Statistical attacks to LSB replacement
LSB replacement staganographic methods, that is, methods that hide information replacing the least significant bit of each pixel, are flawed. Aletheia implements two attacks to these methods: the Sample Pairs Analysis (SPA) and the RS attack.
To execute the SPA attack to an included image with LSB replacement data hidden, use the following command:
$./aletheia.py spa sample_images/lena_lsbr.png Hiden data found in channel R 0.0930809062336 Hiden data found in channel G 0.0923858529528 Hiden data found in channel B 0.115466382367
The command used to perform the RS attack is similar:
$./aletheia.py rs sample_images/lena_lsbr.png Hiden data found in channel R 0.215602586771 Hiden data found in channel G 0.210351910548 Hiden data found in channel B 0.217878287806
In both cases the results provides an estimation of the embedding rate.
Machine Learning based attacks
Most of the state of the art methods in Steganography use some kind of LSB matching.

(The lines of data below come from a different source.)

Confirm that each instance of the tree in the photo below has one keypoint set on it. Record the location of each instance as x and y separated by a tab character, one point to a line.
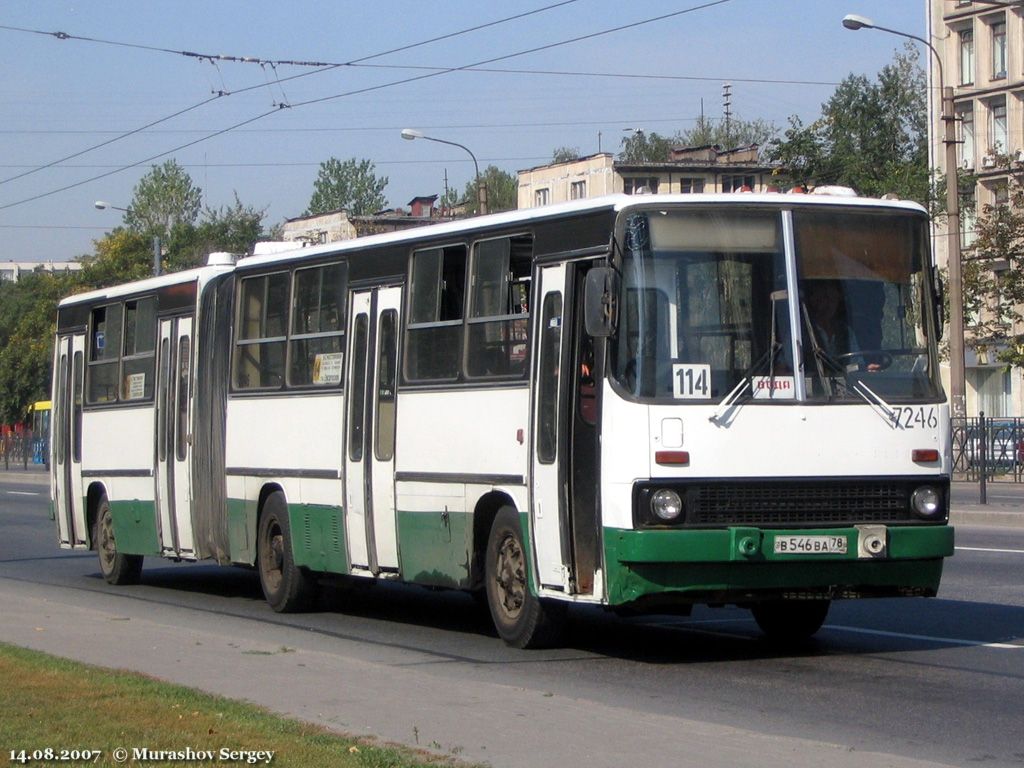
503	190
350	184
235	228
565	155
646	147
28	312
993	278
736	132
163	200
870	136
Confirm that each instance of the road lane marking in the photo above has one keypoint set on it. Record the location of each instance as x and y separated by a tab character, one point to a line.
989	549
929	638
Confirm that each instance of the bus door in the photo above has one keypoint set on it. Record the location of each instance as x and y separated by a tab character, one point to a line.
371	525
69	503
173	476
564	463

These methods are verify difficult to detect and there is not enough with simple statistical attacks. We need to use machine learning.
To use machine learning we need to prepare a training dataset, used to train our classifier. For this example we will use a database of grayscale images called Bossbase.

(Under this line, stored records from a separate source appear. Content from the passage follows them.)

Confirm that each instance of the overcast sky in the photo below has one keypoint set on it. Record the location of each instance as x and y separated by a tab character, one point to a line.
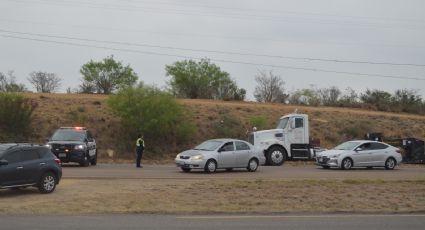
375	44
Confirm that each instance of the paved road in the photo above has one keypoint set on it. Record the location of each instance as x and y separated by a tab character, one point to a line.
301	222
128	171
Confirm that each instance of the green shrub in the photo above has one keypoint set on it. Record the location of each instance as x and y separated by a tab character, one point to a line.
15	117
150	111
260	122
230	126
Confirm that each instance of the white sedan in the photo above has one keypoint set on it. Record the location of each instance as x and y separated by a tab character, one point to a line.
221	154
360	153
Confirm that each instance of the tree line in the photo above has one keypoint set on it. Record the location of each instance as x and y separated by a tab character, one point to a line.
205	80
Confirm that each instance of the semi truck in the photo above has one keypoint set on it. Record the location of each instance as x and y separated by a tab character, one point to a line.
289	140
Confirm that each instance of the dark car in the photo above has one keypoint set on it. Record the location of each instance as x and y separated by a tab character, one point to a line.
74	144
25	165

$ wget http://dde.binghamton.edu/download/ImageDB/BOSSbase_1.01.zip $ unzip BOSSbase_1.01.zip
We are going to build a detector for the HILL algorithm with payload 0.40. So we need to prepare a set of images with data hidden using this algorithm. The following command embeds information into all the images downloaded:
$ ./aletheia.py hill-sim bossbase 0.40 bossbase_hill040
With all the images prepared we need to extract features that can be processes by a machine learning algorithm. Aletheia provides different feature extractors, in this case we will use well known Rich Models. The following commands save the features into two files, on file for cover images and one file for stego images.
$ ./aletheia.py srm bossbase bossbase.fea $ ./aletheia.py srm bossbase_hill040 bossbase_hill040.fea
Now, we can train the classifier. Aletheia provides different classifiers, in this case we will use Ensemble Classifiers:
$ ./aletheia.py e4s bossbase.fea bossbase_hill040.fea hill040.model Validation score: 73.0
As a results, we obtain the score using a validation set (a small subset not used during training). The output is the file "hill040.model", so we can use this for future classifications.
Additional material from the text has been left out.